Alert to the risk that the insurgents were planting a roadside bomb, Flight Lieutenant Williams flew an intimidating ‘show of presence’ over them – flying low and fast and firing flares to terrify and deter them and reassure the friendly convoy. He said: “Having been startled by our jet noise the insurgents fled by motorbike. The whole event was over in a minute. The presence of a Tornado provides a huge psychological impact, reassuring ISAF troops and the civilian population, and sparking fear in the insurgents.”

The Afghan-partnered ISAF convoy included troops from the Texas-based 2nd Battalion, 5th Infantry of the US 1st Armoured Division, known as the Old Ironsides. Sergeant Louis Awua, the unit’s forward air controller, said: “When the Brits do shows of presence they almost scrape the ground. They fly so low you don’t know what it means. What I like is the quality of the pilots and the quality of the sensors. They report everything that they see.”

II(AC) Squadron’s officer commanding, Wing Commander Jez Holmes, was piloting the second aircraft involved in the mission. The ISAF troops used data from his aircraft’s Litening III pod to locate and destroy the insurgents’ hastily buried bomb. Wing Commander Holmes said: “The troops found enough explosives to have caused multiple casualties among coalition forces or the local civilian population.

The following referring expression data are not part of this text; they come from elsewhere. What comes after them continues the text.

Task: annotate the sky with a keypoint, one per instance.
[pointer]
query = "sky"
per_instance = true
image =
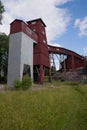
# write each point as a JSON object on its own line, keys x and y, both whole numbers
{"x": 66, "y": 20}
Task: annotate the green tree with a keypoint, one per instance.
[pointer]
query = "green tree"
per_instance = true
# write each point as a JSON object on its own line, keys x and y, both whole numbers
{"x": 1, "y": 11}
{"x": 4, "y": 40}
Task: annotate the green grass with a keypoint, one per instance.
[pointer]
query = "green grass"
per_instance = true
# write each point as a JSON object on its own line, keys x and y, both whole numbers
{"x": 60, "y": 108}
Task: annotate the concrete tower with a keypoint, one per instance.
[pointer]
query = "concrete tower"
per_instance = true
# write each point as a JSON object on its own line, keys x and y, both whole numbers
{"x": 22, "y": 40}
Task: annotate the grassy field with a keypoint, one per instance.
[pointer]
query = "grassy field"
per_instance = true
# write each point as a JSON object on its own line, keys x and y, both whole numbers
{"x": 58, "y": 107}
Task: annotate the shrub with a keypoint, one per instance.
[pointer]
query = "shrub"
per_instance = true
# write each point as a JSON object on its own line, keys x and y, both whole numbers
{"x": 24, "y": 84}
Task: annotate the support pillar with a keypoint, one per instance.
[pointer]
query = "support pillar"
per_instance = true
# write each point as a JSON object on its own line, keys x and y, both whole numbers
{"x": 73, "y": 63}
{"x": 41, "y": 74}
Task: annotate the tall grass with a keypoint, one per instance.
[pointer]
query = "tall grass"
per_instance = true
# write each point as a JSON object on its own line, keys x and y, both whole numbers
{"x": 62, "y": 108}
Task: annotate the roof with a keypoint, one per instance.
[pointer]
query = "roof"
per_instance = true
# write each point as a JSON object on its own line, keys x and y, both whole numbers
{"x": 39, "y": 19}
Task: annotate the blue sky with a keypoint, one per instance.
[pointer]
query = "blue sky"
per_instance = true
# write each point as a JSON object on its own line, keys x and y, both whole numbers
{"x": 71, "y": 39}
{"x": 66, "y": 20}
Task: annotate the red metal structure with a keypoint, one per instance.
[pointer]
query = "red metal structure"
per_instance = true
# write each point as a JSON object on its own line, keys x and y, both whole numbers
{"x": 35, "y": 29}
{"x": 73, "y": 60}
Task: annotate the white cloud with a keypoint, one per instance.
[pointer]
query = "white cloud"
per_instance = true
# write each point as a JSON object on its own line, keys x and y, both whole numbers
{"x": 85, "y": 50}
{"x": 56, "y": 19}
{"x": 55, "y": 44}
{"x": 81, "y": 24}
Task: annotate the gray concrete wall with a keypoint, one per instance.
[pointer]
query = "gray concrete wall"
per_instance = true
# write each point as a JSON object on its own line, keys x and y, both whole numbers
{"x": 20, "y": 53}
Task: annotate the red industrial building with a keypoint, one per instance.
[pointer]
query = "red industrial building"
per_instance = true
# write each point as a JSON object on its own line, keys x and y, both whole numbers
{"x": 35, "y": 29}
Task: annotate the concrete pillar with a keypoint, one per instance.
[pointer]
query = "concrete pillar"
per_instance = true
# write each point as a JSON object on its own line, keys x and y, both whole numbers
{"x": 41, "y": 74}
{"x": 73, "y": 63}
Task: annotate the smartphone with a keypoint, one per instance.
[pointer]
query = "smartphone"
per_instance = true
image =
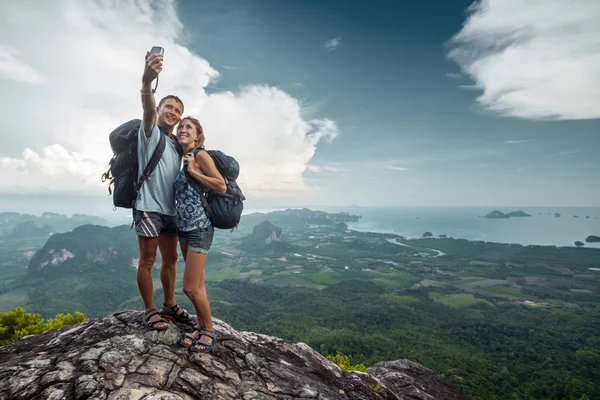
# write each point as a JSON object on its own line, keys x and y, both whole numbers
{"x": 157, "y": 50}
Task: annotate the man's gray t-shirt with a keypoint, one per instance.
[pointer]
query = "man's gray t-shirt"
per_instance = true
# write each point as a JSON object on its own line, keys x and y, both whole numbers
{"x": 157, "y": 193}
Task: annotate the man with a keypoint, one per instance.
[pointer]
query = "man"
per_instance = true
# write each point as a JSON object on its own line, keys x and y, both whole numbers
{"x": 154, "y": 212}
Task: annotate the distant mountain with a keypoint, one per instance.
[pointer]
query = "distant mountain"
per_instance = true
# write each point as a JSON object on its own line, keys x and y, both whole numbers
{"x": 263, "y": 235}
{"x": 300, "y": 219}
{"x": 33, "y": 226}
{"x": 95, "y": 265}
{"x": 499, "y": 214}
{"x": 593, "y": 239}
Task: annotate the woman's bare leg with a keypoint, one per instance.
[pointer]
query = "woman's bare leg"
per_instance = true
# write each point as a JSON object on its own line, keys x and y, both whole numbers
{"x": 195, "y": 289}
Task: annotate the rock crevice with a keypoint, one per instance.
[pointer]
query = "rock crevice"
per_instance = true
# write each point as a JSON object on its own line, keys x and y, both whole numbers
{"x": 117, "y": 358}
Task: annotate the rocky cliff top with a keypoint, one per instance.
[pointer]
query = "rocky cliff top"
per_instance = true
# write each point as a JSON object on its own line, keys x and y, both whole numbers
{"x": 116, "y": 357}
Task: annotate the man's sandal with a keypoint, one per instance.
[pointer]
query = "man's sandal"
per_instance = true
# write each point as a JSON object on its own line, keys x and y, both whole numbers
{"x": 152, "y": 324}
{"x": 172, "y": 313}
{"x": 207, "y": 346}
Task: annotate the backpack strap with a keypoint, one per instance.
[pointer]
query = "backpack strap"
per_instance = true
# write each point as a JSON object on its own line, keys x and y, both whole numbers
{"x": 151, "y": 166}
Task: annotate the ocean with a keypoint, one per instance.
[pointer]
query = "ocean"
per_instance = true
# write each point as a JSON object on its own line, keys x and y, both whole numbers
{"x": 542, "y": 228}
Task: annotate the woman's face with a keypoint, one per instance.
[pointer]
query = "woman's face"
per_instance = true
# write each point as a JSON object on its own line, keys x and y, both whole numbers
{"x": 186, "y": 133}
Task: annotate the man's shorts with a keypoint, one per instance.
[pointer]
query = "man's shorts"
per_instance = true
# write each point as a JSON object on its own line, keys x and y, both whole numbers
{"x": 153, "y": 224}
{"x": 199, "y": 240}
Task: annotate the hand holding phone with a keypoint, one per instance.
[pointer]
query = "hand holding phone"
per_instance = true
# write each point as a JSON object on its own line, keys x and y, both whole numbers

It’s good to have removed that threat.”

Tornado GR4s are based at Kandahar Airfield as part of the RAF’s 904 Expeditionary Air Wing, and are routinely called on to support Afghan-led ground forces across Afghanistan. Although the aircraft can use precision weapons to target insurgents, many ‘contacts’ with the enemy can be broken using non-lethal shows of force and presence.

II(AC) Squadron weapon systems operator Flight Lieutenant Mark “Beppe” Hodgkiss said: “During this phase of the campaign in Afghanistan, Tornado GR4s are required to conduct more support to convoys as the forward operating bases close down. It can be difficult to make the call to stop a convoy as you don’t want them in vulnerable areas any longer than necessary, but this time it was clear cut.”

Litening III and the advanced Reconnaissance Pod Tornado (RAPTOR) provide the GR4 with a powerful ability to provide forces on the ground with up-to-the minute data to help commanders make well-informed decisions. Earlier in March II(AC) Squadron Tornado GR4s were involved in another life-saving operation using the Litening III pod, providing friendly forces with aerial surveillance of insurgents who were firing on them, pinpointing the enemy’s position to give friendly forces a tactical advantage.

The GR4s’ missions are commanded by operational experts from 83 Expeditionary Air Group (83 EAG), based in the Middle East. Wing Commander Graham Pemberton, Chief of Staff (Operations) at 83 EAG, said the GR4 played a vital role in ISAF air power. “Here at 83 EAG we can help to provide the aircraft with the ‘big picture’,” he said. “The IED incident is a fantastic example of the GR4’s flexibility, speed and capability. The UK air contribution to ISAF is extremely well respected within the Coalition, and it’s always satisfying to know our aircrew have made a real difference to our colleagues on the ground.”